Для получения списка форматов метаданных выполните:

oai-pmh list-metadata-formats http://export.arxiv.org/oai2

(Эта команда, кроме формата вывода, идентична запросу http://export.arxiv.org/oai2?verb=ListMetadataFormats.)

В результате получим:

[
  {
    "metadataPrefix": "oai_dc",
    "schema": "http://www.openarchives.org/OAI/2.0/oai_dc.xsd",
    "metadataNamespace": "http://www.openarchives.org/OAI/2.0/oai_dc/"
  },
  {
    "metadataPrefix": "arXiv",
    "schema": "http://arxiv.org/OAI/arXiv.xsd",
    "metadataNamespace": "http://arxiv.org/OAI/arXiv/"
  },
  {
    "metadataPrefix": "arXivOld",
    "schema": "http://arxiv.org/OAI/arXivOld.xsd",
    "metadataNamespace": "http://arxiv.org/OAI/arXivOld/"
  },
  {
    "metadataPrefix": "arXivRaw",
    "schema": "http://arxiv.org/OAI/arXivRaw.xsd",
    "metadataNamespace": "http://arxiv.org/OAI/arXivRaw/"
  }
]

Список записей

Для получения списка записей выполните запрос:

oai-pmh list-records -p arXiv http://export.arxiv.org/oai2

(Эта команда, кроме формата вывода, идентична запросу http://export.arxiv.org/oai2?verb=ListRecords;metadataPrefix=arXiv.)

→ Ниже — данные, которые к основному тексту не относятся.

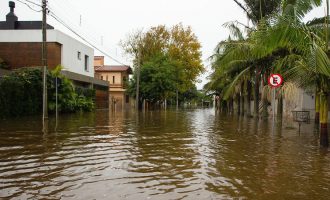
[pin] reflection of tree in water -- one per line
(162, 151)
(257, 163)
(44, 165)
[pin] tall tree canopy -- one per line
(163, 50)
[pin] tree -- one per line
(177, 44)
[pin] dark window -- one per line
(127, 99)
(79, 55)
(86, 63)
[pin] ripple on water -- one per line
(195, 154)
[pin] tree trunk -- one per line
(242, 104)
(248, 99)
(317, 108)
(280, 109)
(256, 95)
(238, 104)
(324, 141)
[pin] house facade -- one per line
(117, 77)
(21, 46)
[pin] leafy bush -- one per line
(3, 64)
(21, 93)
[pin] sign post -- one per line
(274, 81)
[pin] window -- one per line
(86, 63)
(79, 55)
(127, 99)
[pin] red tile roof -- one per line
(113, 68)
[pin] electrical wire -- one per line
(58, 19)
(52, 14)
(28, 6)
(33, 3)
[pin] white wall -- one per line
(70, 47)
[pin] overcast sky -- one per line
(113, 20)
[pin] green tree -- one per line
(177, 44)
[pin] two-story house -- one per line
(117, 76)
(21, 46)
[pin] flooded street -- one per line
(194, 154)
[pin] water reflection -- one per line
(195, 154)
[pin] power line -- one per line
(52, 14)
(29, 6)
(33, 3)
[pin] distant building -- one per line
(117, 76)
(21, 46)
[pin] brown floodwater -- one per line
(191, 154)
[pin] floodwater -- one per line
(192, 154)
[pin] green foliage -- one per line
(21, 93)
(167, 52)
(158, 79)
(3, 64)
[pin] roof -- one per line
(113, 68)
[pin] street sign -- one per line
(275, 80)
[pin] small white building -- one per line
(20, 46)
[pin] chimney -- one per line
(11, 18)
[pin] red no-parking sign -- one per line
(275, 80)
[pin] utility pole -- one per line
(44, 60)
(138, 79)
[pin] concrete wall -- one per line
(69, 50)
(108, 76)
(23, 54)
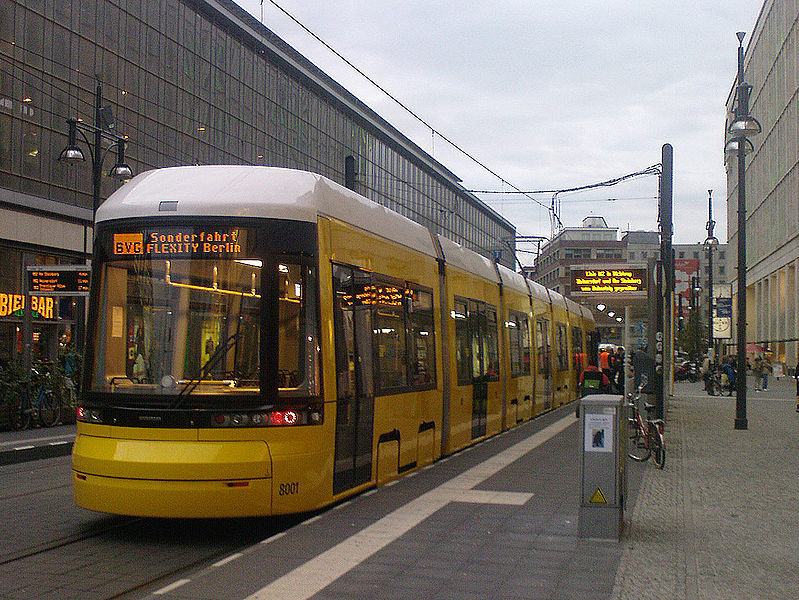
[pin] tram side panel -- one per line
(562, 388)
(474, 361)
(517, 361)
(383, 365)
(542, 339)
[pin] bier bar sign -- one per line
(612, 281)
(58, 280)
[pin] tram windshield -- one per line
(184, 326)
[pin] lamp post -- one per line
(72, 154)
(103, 123)
(710, 243)
(742, 126)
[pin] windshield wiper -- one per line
(210, 365)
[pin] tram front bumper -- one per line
(172, 478)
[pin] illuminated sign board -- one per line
(13, 305)
(58, 282)
(165, 243)
(612, 281)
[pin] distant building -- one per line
(594, 242)
(692, 259)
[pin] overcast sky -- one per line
(549, 95)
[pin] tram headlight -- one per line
(311, 415)
(89, 415)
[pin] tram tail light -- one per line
(271, 418)
(89, 415)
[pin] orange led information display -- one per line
(609, 281)
(58, 280)
(165, 243)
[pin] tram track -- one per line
(66, 541)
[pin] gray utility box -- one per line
(603, 477)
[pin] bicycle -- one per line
(646, 438)
(42, 405)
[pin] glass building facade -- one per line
(191, 82)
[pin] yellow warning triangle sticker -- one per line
(598, 497)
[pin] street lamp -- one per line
(103, 122)
(710, 243)
(740, 129)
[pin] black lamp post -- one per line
(740, 129)
(103, 123)
(710, 243)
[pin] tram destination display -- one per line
(612, 281)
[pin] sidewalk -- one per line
(721, 520)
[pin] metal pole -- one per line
(742, 110)
(663, 280)
(97, 160)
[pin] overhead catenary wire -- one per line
(401, 104)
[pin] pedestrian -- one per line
(757, 372)
(796, 376)
(729, 370)
(707, 375)
(618, 370)
(604, 360)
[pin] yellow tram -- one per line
(265, 341)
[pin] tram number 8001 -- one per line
(287, 489)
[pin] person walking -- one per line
(729, 370)
(766, 370)
(796, 376)
(707, 375)
(757, 371)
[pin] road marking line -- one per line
(225, 561)
(313, 576)
(171, 586)
(277, 536)
(40, 439)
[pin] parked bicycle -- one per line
(34, 400)
(646, 435)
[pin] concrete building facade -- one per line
(772, 182)
(187, 82)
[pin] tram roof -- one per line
(257, 192)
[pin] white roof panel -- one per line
(456, 255)
(266, 192)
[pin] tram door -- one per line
(543, 381)
(355, 389)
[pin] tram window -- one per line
(490, 342)
(421, 338)
(298, 355)
(542, 345)
(476, 320)
(185, 324)
(389, 337)
(519, 337)
(463, 352)
(577, 350)
(477, 350)
(562, 348)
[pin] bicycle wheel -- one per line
(49, 410)
(19, 411)
(658, 445)
(639, 447)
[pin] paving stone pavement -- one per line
(720, 521)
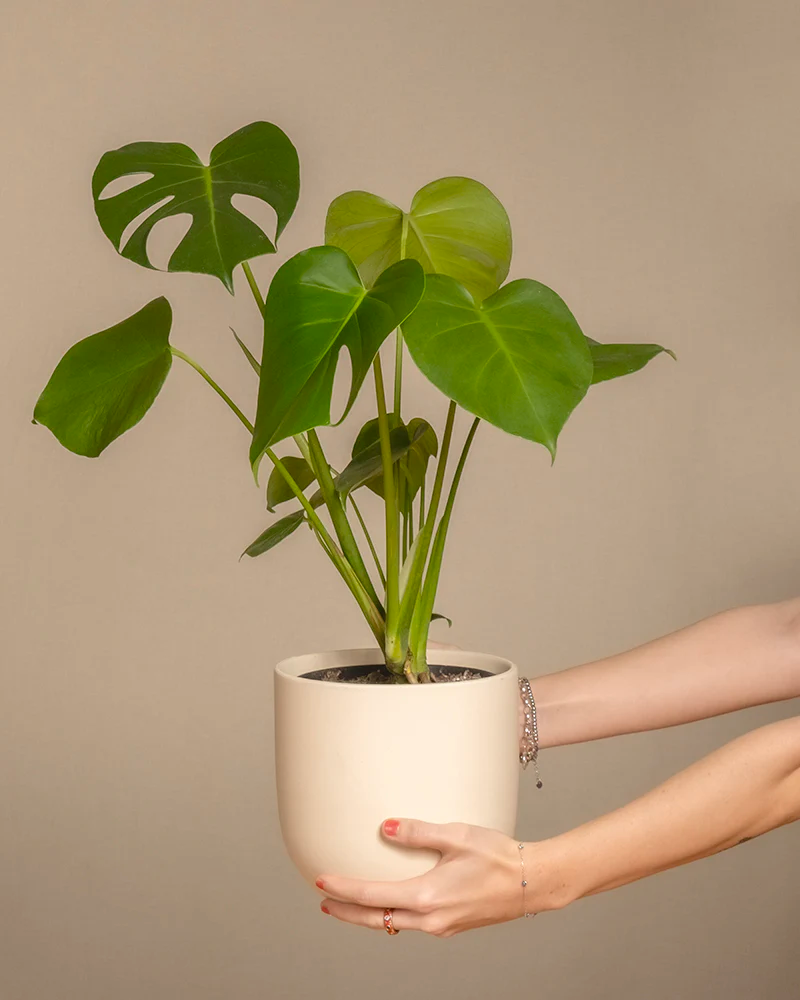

В результате получим список из 1000 JSON-документов вида:

{
  "header": {
    "identifier": "oai:arXiv.org:0704.0001",
    "datestamp": "2008-11-26",
    "setSpec": "physics:hep-ph"
  },
  "metadata": {
    "arXiv": {
      "$": {
        "xmlns": "http://arxiv.org/OAI/arXiv/",
        "xmlns:xsi": "http://www.w3.org/2001/XMLSchema-instance",
        "xsi:schemaLocation": "http://arxiv.org/OAI/arXiv/ http://arxiv.org/OAI/arXiv.xsd"
      },
      "id": "0704.0001",
      "created": "2007-04-02",
      "updated": "2007-07-24",
      "authors": {
        "author": [
          {
            "keyname": "Balázs",
            "forenames": "C."
          },
          {
            "keyname": "Berger",
            "forenames": "E. L."
          },
          {
            "keyname": "Nadolsky",
            "forenames": "P. M."
          },
          {
            "keyname": "Yuan",
            "forenames": "C. -P."
          }
        ]
      },
      "title": "Calculation of prompt diphoton production cross sections at Tevatron and LHC energies",
      "categories": "hep-ph",
      "comments": "37 pages, 15 figures; published version",
      "report-no": "ANL-HEP-PR-07-12",
      "journal-ref": "Phys.Rev.D76:013009,2007",
      "doi": "10.1103/PhysRevD.76.013009",
      "abstract": "A fully differential calculation in perturbative quantum chromodynamics is\npresented for the production of massive photon pairs at hadron colliders. All\nnext-to-leading order perturbative contributions from quark-antiquark,\ngluon-(anti)quark, and gluon-gluon subprocesses are included, as well as\nall-orders resummation of initial-state gluon radiation valid at\nnext-to-next-to-leading logarithmic accuracy. The region of phase space is\nspecified in which the calculation is most reliable. Good agreement is\ndemonstrated with data from the Fermilab Tevatron, and predictions are made for\nmore detailed tests with CDF and DO data. Predictions are shown for\ndistributions of diphoton pairs produced at the energy of the Large Hadron\nCollider (LHC). Distributions of the diphoton pairs from the decay of a Higgs\nboson are contrasted with those produced from QCD processes at the LHC, showing\nthat enhanced sensitivity to the signal can be obtained with judicious\nselection of events."
    }
  }
}

Этот JSON-документ содержит метаданные о статье, размещённой на arXiv.org. Структура этого документа ясная и не требует пояснений.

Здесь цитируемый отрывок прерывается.